“I … have heard the wail of the children of Israel whom Egypt enslaves and I have remembered My covenant.” (Exodus 6:5) When we are suffering and cry out to Hashem, He will rescue us.
My friends, the fires of hatred are being stoked. A fire is not easy to start; you have to light the kindling; then, as the flames strengthen, you add increasingly bigger logs. But once the fire becomes strong, it can easily spread. This is clearly demonstrated in Australia, where numerous deadly fires are out of control.
We are still in the early stages, but the fires of hatred are beginning to get out of control.
We may think that the world will listen to rational arguments for peaceful coexistence, but “Esav sone l’Yaakov … It is halacha … that Esav hates Yaakov.” (Rashi on Genesis 33:4). Hatred is controllable only if Hashem saves us. That is why we have to cry out to Him. In Australia, the flames are spreading from treetop to treetop, where no one can reach them.
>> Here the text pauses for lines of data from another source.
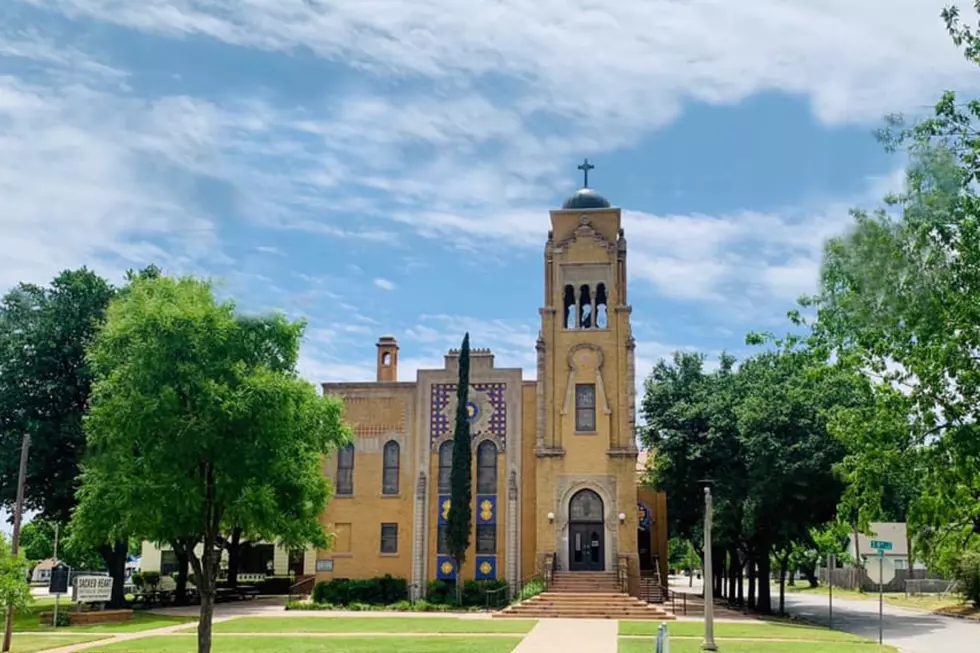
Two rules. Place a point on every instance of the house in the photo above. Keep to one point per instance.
(42, 571)
(893, 532)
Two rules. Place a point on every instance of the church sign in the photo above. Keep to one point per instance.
(92, 589)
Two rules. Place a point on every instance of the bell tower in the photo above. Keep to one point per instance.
(585, 440)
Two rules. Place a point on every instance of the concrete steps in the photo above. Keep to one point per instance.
(584, 595)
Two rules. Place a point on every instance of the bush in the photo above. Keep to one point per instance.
(533, 588)
(474, 594)
(968, 575)
(383, 590)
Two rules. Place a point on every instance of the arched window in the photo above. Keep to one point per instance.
(486, 468)
(445, 466)
(585, 506)
(389, 475)
(345, 471)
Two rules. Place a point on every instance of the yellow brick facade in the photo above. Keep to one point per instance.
(563, 445)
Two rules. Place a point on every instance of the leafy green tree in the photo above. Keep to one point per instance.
(459, 522)
(14, 590)
(45, 387)
(186, 434)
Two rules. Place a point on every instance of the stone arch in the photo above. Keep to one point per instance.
(609, 519)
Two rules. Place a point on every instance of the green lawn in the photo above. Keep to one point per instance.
(32, 643)
(694, 646)
(180, 644)
(29, 621)
(749, 629)
(325, 624)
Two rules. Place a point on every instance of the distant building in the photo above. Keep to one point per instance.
(894, 532)
(42, 571)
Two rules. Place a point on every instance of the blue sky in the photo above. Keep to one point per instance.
(387, 166)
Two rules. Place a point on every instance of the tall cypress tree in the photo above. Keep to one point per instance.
(460, 518)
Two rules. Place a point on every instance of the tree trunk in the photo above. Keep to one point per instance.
(783, 568)
(764, 602)
(234, 556)
(115, 557)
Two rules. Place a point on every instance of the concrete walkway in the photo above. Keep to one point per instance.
(572, 636)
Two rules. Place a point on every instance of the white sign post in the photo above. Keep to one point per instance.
(92, 589)
(885, 574)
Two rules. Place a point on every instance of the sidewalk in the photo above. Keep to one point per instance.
(572, 636)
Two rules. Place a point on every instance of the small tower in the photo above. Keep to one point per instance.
(387, 359)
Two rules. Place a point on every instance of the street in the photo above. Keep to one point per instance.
(911, 630)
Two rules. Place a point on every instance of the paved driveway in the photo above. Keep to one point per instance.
(910, 630)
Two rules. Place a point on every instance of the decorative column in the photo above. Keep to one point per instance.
(540, 346)
(513, 530)
(419, 540)
(631, 389)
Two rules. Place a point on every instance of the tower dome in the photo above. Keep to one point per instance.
(585, 197)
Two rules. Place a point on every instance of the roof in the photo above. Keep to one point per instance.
(893, 532)
(586, 198)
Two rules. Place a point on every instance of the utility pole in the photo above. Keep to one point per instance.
(709, 587)
(15, 540)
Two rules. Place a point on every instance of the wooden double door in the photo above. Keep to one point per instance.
(585, 547)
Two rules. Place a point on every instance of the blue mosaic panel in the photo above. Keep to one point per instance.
(486, 509)
(443, 424)
(486, 567)
(445, 568)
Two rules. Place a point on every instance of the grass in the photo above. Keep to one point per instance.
(929, 603)
(694, 646)
(29, 621)
(432, 625)
(756, 630)
(32, 643)
(166, 644)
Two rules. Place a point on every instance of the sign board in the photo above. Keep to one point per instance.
(58, 584)
(880, 571)
(92, 589)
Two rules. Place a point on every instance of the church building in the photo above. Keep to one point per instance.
(556, 466)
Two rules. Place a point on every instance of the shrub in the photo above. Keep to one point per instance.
(533, 588)
(151, 579)
(383, 590)
(968, 575)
I recently spoke a beloved and respected member of the Lakewood community, Dr. Howard Leibowitz, who called to my attention an amazing comment by the Ramban on Parshas Vayigash. The Torah describes how, after Yosef reveals himself to his brothers, the family descends to Egypt. “And Hashem spoke to Yisroel in visions of the night, and said [to him] ‘Yaakov, Yaakov,’ and [Yaakov] answered ‘Hineni.’” (Genesis 46:2)
The Ramban wants to understand: is our Patriarch’s name “Yisroel” or “Yaakov?” The angel has already said, “No longer will … your name [be] Yaakov, but [rather] Yisroel, for you have striven with the Divine and with man and you have overcome.” (Genesis 32:29)
Why now does Hashem address him as “Yaakov?”
My friends, when we descend into Exile, we are not “Yisroel!”
When we descend into Exile we are “Yaakov!”
The Ramban is teaching us that, in the future, when Yaakov’s descendants emerge from Egypt, they will able to “strive with the Divine and with man and overcome,” but now, when Yaakov is descending into Exile, “he [is] only Yaakov,” not “Yisroel.”
“Yisroel” is the name applied to us in our strength and glory; “Yaakov” is our name when we are weak and surrounded by enemies.
It is dangerous to pretend that we are strong when we are weak, to believe that we dominate when we are subjugated, or that we are at home when we are among the nations. If we fool ourselves, then we will not “wail” to Hashem, and we need to cry out in order to be saved!
“Favor me, Hashem, for I am feeble. Heal me, Hashem for my bones shudder. My soul is utterly confounded and You, Hashem, how long? …. Every night, I drench my bed, with my tears I soak my couch. My eye is aged … by my tormentors….” (Psalm 6)
Only when, with a broken soul, we implore Hashem for mercy, will we understand that the flames around us are the harbingers of dawn!